Avante, avante, avante,
povo trabalhador!

11

... E sem nenhum nome sagrado,
os doze seguem avante.
Estão dispostos a tudo,
 sem nada lamentar...

Os seus fuzis de aço apontam
contra o inimigo que não se vê...
por ruelas escuras,
onde a neve cai feroz...
E da neve mole
não podem sair as botas...

A bandeira vermelha
os olhos lhes fustiga.

Ouvem-se
os seus passos ritmados.

A qualquer momento pode despertar
o inimigo cruel.

E a neve caía nos olhos
dias e noites
sem parar...

Avante, avante,
povo trabalhador!

12

... E avançam com passo seguro...
Quem vai lá?

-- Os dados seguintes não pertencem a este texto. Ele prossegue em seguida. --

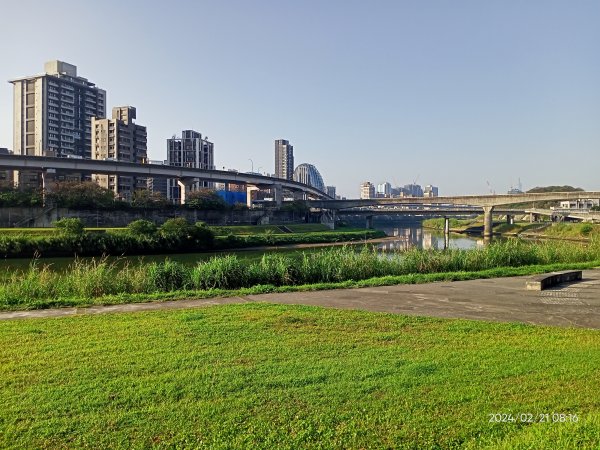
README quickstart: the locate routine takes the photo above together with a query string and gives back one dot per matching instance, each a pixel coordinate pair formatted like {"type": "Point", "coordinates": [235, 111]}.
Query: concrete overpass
{"type": "Point", "coordinates": [585, 216]}
{"type": "Point", "coordinates": [486, 202]}
{"type": "Point", "coordinates": [435, 210]}
{"type": "Point", "coordinates": [185, 175]}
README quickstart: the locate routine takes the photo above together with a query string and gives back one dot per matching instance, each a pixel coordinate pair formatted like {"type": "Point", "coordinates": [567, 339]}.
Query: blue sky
{"type": "Point", "coordinates": [450, 93]}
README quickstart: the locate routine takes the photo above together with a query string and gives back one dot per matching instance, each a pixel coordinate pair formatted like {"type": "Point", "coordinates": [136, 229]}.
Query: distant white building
{"type": "Point", "coordinates": [367, 190]}
{"type": "Point", "coordinates": [190, 150]}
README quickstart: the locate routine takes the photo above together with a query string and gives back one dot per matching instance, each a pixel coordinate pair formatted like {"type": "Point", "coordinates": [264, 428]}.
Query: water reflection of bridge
{"type": "Point", "coordinates": [402, 239]}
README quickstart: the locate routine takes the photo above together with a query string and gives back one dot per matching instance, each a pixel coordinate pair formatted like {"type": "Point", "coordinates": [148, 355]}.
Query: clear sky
{"type": "Point", "coordinates": [450, 93]}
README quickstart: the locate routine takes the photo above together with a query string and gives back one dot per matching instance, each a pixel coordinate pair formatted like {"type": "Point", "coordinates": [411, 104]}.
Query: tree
{"type": "Point", "coordinates": [205, 199]}
{"type": "Point", "coordinates": [143, 198]}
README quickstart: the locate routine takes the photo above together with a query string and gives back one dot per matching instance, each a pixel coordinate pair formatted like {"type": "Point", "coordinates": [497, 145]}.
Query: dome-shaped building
{"type": "Point", "coordinates": [308, 174]}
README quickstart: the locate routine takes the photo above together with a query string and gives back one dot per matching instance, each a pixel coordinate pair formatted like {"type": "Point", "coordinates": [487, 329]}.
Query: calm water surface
{"type": "Point", "coordinates": [406, 234]}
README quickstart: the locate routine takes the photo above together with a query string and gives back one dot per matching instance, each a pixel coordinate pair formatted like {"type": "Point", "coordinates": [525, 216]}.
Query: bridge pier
{"type": "Point", "coordinates": [488, 222]}
{"type": "Point", "coordinates": [278, 194]}
{"type": "Point", "coordinates": [48, 175]}
{"type": "Point", "coordinates": [185, 187]}
{"type": "Point", "coordinates": [249, 189]}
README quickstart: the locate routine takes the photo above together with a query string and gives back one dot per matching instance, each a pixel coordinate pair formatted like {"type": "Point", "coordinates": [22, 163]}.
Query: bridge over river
{"type": "Point", "coordinates": [318, 199]}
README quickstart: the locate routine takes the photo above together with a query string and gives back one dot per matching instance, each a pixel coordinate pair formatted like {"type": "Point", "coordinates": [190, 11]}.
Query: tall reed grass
{"type": "Point", "coordinates": [98, 278]}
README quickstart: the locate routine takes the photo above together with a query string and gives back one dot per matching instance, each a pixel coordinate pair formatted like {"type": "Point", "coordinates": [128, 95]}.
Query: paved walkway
{"type": "Point", "coordinates": [498, 299]}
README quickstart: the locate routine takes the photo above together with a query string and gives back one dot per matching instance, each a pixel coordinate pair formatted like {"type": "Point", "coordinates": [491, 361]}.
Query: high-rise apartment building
{"type": "Point", "coordinates": [367, 190]}
{"type": "Point", "coordinates": [52, 115]}
{"type": "Point", "coordinates": [310, 175]}
{"type": "Point", "coordinates": [384, 190]}
{"type": "Point", "coordinates": [190, 150]}
{"type": "Point", "coordinates": [430, 191]}
{"type": "Point", "coordinates": [120, 139]}
{"type": "Point", "coordinates": [53, 112]}
{"type": "Point", "coordinates": [284, 159]}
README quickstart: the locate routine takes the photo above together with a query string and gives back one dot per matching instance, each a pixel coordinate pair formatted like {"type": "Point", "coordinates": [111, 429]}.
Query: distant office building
{"type": "Point", "coordinates": [412, 190]}
{"type": "Point", "coordinates": [396, 192]}
{"type": "Point", "coordinates": [6, 176]}
{"type": "Point", "coordinates": [120, 139]}
{"type": "Point", "coordinates": [430, 191]}
{"type": "Point", "coordinates": [367, 190]}
{"type": "Point", "coordinates": [384, 190]}
{"type": "Point", "coordinates": [52, 115]}
{"type": "Point", "coordinates": [308, 174]}
{"type": "Point", "coordinates": [190, 150]}
{"type": "Point", "coordinates": [284, 159]}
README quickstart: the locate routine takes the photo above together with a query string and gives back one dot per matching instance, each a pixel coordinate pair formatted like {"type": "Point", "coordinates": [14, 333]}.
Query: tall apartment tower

Saia!
É apenas o vento na bandeira vermelha
que ondeia à frente...

À frente há um monte de neve gelada.
Quem vai lá? Saia!
Só um cão vadio esfomeado
aparece a coxear...

Não nos acompanhes, cão sarnoso,
ou far-te-ei cócegas com a baioneta!
E tu, velho mundo, como um cão sarnoso,
desaparece ou desfazer-te-ei!

... Mostra os dentes como um lobo faminto,
não fiques de rabo entre as pernas,
cão sarnoso, cão vadio...
Eh, responde! Quem vai lá?

Quem agita aí a bandeira vermelha?

Olha bem, que escuridão!
Quem vai lá, furtivamente,
escondendo-se atrás das casas?

Tanto faz, vou agarrar-te.
Vale mais que te entregues vivo!
Eh, camarada, será pior,
sai ou começamos a disparar!

Tra-ta-ta! E só o eco
ecoa das casas
Só a tempestade com uma risada ampla
estala na neve

Tra-ta-ta!
Tra-ta-ta!

E assim vão com passo guerreiro,
atrás do cão esfomeado,
e à frente a bandeira sangrante,
 e invisível na neve
 e imune às balas,
através da tempestade que aparece, terna,
espalhando um tesouro de pérolas de neve,
 com uma coroa de rosas brancas
- à frente vai Jesus Cristo.



Janeiro de 1918


* Poeta russo do início do século XX.